Inventory and monitoring of shrimp farms are essential tools for decision-making on aquaculture development, including regulatory laws, environmental protection and revenue collection. The Sri Lanka Government required up to date information on the spatial distribution of shrimp farms in order to enforce development regulations and to ensure a productive environment for shrimp farming with the least impact on the other uses of land and water resources. The FAO project TCP/SRL/6712 provided an unique opportunity to test under operative conditions an innovative methodology for inventory and monitoring of shrimp farms and the support of a field team for the ground verification of the results and, thus, of the methodology’s accuracy.
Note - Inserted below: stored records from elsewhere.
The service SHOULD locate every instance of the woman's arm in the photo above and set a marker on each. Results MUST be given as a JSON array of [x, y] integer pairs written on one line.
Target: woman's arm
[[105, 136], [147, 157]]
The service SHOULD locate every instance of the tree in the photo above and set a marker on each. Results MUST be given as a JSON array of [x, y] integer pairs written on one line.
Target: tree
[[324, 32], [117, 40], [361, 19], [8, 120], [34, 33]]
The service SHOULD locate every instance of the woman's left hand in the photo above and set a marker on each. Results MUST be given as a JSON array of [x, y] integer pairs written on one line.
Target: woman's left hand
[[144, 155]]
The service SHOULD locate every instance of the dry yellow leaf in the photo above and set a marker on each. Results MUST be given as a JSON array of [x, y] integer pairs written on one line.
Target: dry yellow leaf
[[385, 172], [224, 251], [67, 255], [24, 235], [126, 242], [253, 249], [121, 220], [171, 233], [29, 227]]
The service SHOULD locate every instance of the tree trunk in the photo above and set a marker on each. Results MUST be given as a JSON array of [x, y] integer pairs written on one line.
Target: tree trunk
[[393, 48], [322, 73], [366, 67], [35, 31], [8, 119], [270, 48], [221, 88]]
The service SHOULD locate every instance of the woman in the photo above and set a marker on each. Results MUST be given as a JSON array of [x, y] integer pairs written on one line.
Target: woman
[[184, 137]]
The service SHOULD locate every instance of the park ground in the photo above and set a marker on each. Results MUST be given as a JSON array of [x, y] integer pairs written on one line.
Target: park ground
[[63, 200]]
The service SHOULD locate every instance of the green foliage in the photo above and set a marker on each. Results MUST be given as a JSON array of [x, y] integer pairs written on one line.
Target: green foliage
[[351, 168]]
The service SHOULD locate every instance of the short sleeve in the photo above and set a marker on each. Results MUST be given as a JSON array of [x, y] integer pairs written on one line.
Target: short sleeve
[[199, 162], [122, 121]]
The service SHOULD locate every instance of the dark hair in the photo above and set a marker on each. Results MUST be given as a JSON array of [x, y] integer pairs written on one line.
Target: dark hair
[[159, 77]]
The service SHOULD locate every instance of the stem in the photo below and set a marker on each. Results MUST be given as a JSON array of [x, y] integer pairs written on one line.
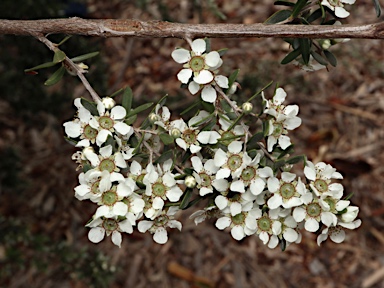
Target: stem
[[72, 67], [162, 29]]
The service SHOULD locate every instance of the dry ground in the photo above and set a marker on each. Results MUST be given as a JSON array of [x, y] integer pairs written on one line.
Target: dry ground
[[343, 124]]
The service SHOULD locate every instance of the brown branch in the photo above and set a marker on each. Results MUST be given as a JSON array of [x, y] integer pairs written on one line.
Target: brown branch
[[161, 29]]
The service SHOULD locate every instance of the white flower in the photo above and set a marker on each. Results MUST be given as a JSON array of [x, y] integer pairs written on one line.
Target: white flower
[[208, 91], [313, 213], [105, 161], [204, 176], [197, 63], [100, 227], [320, 176], [252, 176], [287, 192], [161, 184], [158, 226], [232, 162], [80, 127], [110, 121], [337, 233], [283, 119], [200, 215], [338, 6], [242, 224]]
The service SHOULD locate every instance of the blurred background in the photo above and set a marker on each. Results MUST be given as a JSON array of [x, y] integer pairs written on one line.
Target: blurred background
[[43, 242]]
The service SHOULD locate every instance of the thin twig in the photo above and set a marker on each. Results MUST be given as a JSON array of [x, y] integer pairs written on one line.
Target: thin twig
[[72, 67], [162, 29]]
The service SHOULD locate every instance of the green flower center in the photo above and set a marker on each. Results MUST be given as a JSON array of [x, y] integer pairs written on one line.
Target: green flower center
[[331, 202], [197, 63], [248, 174], [287, 190], [89, 132], [158, 189], [227, 137], [189, 136], [277, 129], [238, 219], [107, 164], [95, 187], [205, 180], [109, 198], [313, 210], [110, 225], [264, 224], [234, 162], [106, 122], [321, 185]]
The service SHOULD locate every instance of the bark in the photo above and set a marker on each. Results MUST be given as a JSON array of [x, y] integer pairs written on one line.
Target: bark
[[161, 29]]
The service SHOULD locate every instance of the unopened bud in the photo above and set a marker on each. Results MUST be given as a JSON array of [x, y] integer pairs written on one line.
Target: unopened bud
[[108, 102], [175, 133], [190, 181], [247, 107]]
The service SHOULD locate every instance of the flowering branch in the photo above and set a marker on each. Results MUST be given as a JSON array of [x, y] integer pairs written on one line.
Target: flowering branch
[[162, 29]]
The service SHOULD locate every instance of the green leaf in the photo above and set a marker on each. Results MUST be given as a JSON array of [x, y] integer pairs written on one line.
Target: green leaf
[[190, 107], [55, 77], [259, 92], [305, 47], [232, 78], [41, 66], [296, 159], [222, 51], [278, 17], [376, 3], [186, 196], [331, 58], [59, 56], [291, 56], [164, 157], [284, 3], [64, 40], [166, 138], [90, 106], [131, 120], [127, 99], [319, 58], [315, 15], [298, 7], [84, 56], [253, 141], [114, 94], [139, 109]]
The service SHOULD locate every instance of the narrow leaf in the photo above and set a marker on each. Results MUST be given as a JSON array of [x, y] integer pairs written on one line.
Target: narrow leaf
[[90, 106], [278, 17], [127, 99], [164, 157], [331, 58], [166, 138], [55, 77], [291, 56], [84, 56], [41, 66], [139, 109], [185, 201], [59, 56]]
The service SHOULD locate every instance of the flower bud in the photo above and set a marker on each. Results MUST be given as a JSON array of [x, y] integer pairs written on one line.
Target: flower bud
[[108, 102], [153, 118], [175, 133], [247, 107], [190, 181]]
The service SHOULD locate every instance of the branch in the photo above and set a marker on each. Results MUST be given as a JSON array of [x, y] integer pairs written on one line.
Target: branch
[[161, 29]]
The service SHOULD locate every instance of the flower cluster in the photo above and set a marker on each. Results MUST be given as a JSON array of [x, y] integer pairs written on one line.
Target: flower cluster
[[234, 158]]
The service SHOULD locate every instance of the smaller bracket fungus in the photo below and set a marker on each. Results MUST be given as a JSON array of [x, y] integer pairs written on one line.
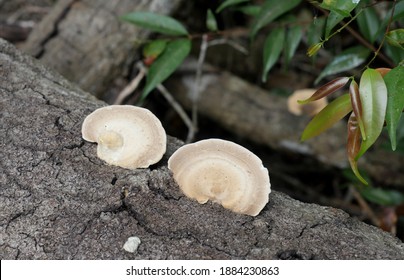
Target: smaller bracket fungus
[[224, 172], [127, 136]]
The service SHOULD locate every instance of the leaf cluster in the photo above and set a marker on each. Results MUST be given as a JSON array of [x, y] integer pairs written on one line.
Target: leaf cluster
[[377, 100]]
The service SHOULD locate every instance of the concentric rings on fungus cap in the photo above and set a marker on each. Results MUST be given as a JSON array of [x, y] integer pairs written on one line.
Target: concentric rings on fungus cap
[[127, 136], [223, 172]]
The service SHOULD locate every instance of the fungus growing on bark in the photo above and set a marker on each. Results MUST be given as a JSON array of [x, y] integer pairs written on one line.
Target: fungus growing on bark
[[127, 136], [223, 172], [309, 109]]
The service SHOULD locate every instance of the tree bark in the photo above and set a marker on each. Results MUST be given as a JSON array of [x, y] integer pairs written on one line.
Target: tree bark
[[262, 117], [59, 201], [85, 41]]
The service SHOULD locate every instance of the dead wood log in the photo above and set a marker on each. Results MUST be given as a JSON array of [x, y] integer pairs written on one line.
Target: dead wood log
[[262, 117], [85, 41], [59, 201]]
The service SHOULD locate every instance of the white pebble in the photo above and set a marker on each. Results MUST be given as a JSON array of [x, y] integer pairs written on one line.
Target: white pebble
[[131, 244]]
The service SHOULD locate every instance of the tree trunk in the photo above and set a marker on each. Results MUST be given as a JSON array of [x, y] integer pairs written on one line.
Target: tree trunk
[[85, 41], [59, 201]]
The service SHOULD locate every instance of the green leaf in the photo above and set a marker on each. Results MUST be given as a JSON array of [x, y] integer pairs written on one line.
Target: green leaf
[[293, 38], [343, 7], [154, 48], [353, 146], [250, 10], [348, 59], [229, 3], [373, 95], [174, 54], [269, 12], [272, 50], [396, 38], [326, 89], [398, 14], [315, 31], [395, 53], [368, 22], [327, 117], [357, 106], [155, 22], [211, 23], [333, 19], [383, 197], [395, 104]]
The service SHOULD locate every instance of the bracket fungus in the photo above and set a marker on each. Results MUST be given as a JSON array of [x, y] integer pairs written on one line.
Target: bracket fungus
[[223, 172], [127, 136]]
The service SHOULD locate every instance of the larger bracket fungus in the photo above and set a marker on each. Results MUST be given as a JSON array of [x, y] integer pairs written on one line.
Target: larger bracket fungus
[[127, 136], [224, 172]]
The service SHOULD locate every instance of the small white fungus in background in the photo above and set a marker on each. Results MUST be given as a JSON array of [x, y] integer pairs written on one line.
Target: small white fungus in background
[[131, 244]]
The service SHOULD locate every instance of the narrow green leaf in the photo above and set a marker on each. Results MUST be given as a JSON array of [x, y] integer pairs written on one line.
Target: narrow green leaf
[[293, 37], [343, 7], [250, 10], [154, 48], [229, 3], [272, 50], [398, 15], [395, 104], [348, 59], [353, 145], [368, 22], [155, 22], [315, 31], [211, 23], [383, 197], [333, 19], [357, 106], [396, 38], [270, 11], [174, 54], [395, 53], [326, 89], [373, 95], [327, 117]]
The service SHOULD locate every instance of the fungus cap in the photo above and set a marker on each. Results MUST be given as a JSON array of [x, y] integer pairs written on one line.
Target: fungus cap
[[127, 136], [309, 109], [223, 172]]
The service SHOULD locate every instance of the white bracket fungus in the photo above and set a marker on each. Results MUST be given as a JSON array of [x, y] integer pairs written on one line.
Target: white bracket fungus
[[224, 172], [127, 136]]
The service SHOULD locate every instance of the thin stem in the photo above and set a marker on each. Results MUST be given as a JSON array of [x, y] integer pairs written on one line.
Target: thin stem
[[197, 85], [131, 86], [176, 106], [355, 34], [376, 53]]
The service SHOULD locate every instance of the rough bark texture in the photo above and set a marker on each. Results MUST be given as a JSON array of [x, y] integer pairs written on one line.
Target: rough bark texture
[[59, 201], [85, 41], [262, 117]]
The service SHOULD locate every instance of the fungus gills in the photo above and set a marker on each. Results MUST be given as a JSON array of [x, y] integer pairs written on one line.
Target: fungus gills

It was immediately evident to the authors that satellite imaging radar was the only tool available for achieving good results. Synthetic Aperture Radar (SAR) data are unique for mapping shrimp farms, not only for their inherent all-weather capabilities, very important as shrimp farms occur in tropical and subtropical areas, but mainly because the backscatter from the dykes surrounding the ponds allows for recognition and separation of shrimp ponds from all other water covered surfaces. This is not possible with satellite data such as Landsat or SPOT, operating in the visible and near/mid infrared portion of the electromagnetic spectrum, because of the frequent clouds coverage and of the difficulty of discriminating the artisanal shrimp farms, with their small area and irregular shape, from other water covered surfaces, such as flooded rice paddies and flooded areas.